We've talked before about the benefits of journaling. It can help you be reflective, keep track of goals, and practice mindfulness and gratitude, just to name a few.

When you feel yourself beginning that negative cycle of catastrophizing, pull out your journal and just start writing. Write every single thought down, no matter how big or small or how positive or negative.

Sometimes, just the practice of getting those thoughts down on paper can be enough to release them. If not, read back through what you've written — read every single worry and fear — and really evaluate whether or not each piece is reasonable.

Reading your words in front of you, instead of just running through them over and over again in your head, once again creates space between you and the problem and allows you to consider things anew.

You might realize some of them aren’t as worrying as they feel like they are inside your head. Then for the ones that are realistic or reasonable to worry about, you can start to brainstorm steps to take to eliminate those problems.

Take the worries from your head out into the real world. This is a really concrete way to move forward and stop the endless merry-go-round of stress in your head.

Role play

Things always feel more serious when they're personal to us. Think about how you'd feel, for example, if your car was stolen. I'm guessing you would be pretty upset. Your whole day (and probably longer!) would be consumed by thinking about what happened and dealing with the fallout.

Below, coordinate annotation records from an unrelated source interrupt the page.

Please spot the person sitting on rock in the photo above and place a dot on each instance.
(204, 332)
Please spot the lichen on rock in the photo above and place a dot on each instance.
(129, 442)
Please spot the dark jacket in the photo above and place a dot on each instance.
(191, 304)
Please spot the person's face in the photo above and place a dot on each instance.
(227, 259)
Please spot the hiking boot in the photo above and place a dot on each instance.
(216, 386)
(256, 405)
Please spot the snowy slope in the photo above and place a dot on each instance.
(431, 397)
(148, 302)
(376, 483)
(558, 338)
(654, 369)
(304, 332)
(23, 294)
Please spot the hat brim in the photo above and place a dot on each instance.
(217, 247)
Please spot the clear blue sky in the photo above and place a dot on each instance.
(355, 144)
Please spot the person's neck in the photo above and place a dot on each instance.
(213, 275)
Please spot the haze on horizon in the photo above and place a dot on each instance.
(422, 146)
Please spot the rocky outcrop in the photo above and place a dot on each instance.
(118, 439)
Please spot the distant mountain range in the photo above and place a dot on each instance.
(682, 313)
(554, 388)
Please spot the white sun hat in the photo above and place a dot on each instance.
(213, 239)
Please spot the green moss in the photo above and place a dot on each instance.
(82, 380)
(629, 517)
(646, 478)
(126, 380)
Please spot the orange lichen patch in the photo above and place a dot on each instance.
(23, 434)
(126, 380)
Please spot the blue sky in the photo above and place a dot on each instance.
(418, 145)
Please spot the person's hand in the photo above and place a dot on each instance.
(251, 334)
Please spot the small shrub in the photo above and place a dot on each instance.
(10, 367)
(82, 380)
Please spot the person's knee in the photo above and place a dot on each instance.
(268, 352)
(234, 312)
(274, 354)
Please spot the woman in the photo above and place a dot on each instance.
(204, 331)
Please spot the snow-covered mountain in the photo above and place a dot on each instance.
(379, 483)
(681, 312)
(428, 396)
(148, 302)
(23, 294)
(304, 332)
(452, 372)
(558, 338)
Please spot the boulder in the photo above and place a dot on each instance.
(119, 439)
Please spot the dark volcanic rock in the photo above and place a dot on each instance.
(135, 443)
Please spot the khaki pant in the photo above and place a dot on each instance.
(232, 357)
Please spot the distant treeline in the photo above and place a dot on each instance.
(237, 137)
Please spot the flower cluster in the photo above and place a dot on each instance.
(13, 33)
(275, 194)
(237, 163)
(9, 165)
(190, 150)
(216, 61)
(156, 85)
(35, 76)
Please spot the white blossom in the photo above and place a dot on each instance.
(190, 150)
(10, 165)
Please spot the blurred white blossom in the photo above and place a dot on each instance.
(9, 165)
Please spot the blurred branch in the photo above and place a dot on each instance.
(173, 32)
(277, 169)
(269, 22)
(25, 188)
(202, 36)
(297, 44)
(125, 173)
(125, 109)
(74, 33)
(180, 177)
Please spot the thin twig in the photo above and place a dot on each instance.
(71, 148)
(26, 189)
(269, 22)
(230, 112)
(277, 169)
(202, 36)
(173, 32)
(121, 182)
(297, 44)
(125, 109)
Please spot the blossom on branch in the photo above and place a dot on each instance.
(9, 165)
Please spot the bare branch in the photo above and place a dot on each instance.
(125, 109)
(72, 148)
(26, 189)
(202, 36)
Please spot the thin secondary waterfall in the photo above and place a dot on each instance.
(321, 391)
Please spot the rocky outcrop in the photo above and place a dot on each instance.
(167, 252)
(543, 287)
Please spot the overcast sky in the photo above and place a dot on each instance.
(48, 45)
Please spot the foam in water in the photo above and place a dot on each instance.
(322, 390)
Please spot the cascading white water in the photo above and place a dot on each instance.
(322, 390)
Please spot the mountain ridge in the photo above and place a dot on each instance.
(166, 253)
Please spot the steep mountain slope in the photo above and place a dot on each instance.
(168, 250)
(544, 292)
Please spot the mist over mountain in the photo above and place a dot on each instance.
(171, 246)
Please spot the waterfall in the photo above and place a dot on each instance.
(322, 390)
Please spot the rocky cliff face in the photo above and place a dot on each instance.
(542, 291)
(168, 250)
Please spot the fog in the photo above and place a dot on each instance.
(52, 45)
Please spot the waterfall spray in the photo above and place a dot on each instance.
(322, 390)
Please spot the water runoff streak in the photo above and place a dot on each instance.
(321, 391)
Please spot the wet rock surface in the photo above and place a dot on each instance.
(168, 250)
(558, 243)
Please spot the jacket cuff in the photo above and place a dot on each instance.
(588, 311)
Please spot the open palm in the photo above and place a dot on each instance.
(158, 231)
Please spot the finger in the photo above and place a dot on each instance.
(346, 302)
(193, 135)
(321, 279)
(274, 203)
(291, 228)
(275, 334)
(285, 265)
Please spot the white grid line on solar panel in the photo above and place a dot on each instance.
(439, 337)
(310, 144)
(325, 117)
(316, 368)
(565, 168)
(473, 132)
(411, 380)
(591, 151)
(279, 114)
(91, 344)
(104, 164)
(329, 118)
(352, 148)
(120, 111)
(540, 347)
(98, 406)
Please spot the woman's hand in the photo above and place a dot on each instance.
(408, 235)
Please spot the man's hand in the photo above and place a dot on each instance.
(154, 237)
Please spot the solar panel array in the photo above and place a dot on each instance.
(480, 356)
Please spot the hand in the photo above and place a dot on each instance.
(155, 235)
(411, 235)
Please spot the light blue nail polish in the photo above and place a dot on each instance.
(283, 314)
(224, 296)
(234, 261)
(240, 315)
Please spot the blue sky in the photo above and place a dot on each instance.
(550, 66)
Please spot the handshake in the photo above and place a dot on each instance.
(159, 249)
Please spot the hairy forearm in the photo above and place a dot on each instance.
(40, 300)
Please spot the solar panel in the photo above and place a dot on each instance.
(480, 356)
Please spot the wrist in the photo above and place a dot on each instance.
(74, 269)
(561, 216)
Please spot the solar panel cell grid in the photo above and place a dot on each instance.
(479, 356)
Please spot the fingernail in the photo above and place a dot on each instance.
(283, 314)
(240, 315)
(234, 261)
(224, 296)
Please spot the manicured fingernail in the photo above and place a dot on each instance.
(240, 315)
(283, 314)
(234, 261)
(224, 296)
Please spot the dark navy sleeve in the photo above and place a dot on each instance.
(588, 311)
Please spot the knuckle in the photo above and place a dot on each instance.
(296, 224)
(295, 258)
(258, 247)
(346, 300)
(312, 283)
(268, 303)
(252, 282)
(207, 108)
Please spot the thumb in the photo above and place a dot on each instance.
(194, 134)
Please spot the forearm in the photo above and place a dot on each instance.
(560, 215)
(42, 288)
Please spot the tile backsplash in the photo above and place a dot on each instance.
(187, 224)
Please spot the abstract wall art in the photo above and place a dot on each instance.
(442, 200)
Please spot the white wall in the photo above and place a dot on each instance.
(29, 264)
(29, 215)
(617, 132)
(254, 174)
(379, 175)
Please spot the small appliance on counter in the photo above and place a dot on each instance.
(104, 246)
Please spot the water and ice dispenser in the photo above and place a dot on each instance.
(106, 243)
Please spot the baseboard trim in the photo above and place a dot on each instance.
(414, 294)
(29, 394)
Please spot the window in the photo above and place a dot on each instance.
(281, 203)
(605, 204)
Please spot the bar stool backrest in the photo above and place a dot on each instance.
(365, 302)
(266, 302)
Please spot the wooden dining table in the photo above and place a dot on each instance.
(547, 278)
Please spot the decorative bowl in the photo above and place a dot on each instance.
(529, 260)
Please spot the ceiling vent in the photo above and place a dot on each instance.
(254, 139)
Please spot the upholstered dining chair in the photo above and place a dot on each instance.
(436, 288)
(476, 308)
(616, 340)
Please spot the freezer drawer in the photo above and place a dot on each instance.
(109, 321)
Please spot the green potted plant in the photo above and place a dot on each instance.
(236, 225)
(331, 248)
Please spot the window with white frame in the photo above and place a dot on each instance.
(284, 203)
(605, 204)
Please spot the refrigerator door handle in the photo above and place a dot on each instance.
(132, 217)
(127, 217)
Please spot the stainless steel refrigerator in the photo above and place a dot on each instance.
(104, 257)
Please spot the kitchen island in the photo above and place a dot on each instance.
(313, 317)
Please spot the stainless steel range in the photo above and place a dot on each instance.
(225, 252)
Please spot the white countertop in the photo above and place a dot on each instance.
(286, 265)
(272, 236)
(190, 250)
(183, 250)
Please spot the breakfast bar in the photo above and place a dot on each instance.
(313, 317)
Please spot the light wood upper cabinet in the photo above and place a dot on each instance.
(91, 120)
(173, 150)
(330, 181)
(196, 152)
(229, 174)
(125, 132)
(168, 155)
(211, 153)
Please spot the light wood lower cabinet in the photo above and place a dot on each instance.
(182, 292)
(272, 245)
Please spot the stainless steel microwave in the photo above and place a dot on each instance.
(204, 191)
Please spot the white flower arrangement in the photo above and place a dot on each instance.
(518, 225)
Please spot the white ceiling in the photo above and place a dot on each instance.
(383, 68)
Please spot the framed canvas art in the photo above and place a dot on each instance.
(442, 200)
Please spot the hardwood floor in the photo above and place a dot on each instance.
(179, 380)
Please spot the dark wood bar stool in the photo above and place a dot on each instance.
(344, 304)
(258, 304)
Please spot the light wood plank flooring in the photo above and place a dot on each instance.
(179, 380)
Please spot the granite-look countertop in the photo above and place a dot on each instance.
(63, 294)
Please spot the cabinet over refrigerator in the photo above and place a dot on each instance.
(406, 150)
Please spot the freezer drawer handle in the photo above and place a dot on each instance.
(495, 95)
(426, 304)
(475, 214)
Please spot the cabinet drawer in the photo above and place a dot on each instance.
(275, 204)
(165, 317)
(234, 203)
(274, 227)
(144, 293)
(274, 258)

Now imagine a stranger in line for coffee told you *their* car was stolen. How would you feel? I'm sure you'd feel bad for them. Maybe you'd even offer some help or advice. But would it consume you in the same way *your* car being stolen would? If you're like most people, the answer is no.

The good news about that is we can use this same principal to help stop catastrophizing.

Take the situation you're worried about and imagine how you'd react if your partner, best friend, or a close co-worker came to you with the same problem. My guess is you'd react to the situation with a little more patience and encouragement than you're currently giving yourself.

Think: What advice would I give my best friend? Once you have your answer, consider whether or not you can take that exact same advice in your situation.

The most important thing to remember is you need to create space

Catastrophizing happens when you’re fixating on a problem and the worst possible outcomes. The way to stop is to take a step back from that rumination to allow yourself to recognize that you’re being irrational or extreme.

It’s not easy, but with practice and the right intentions, you’ll be able to find a strategy that works for you to turn your catastrophic thoughts into positive actions.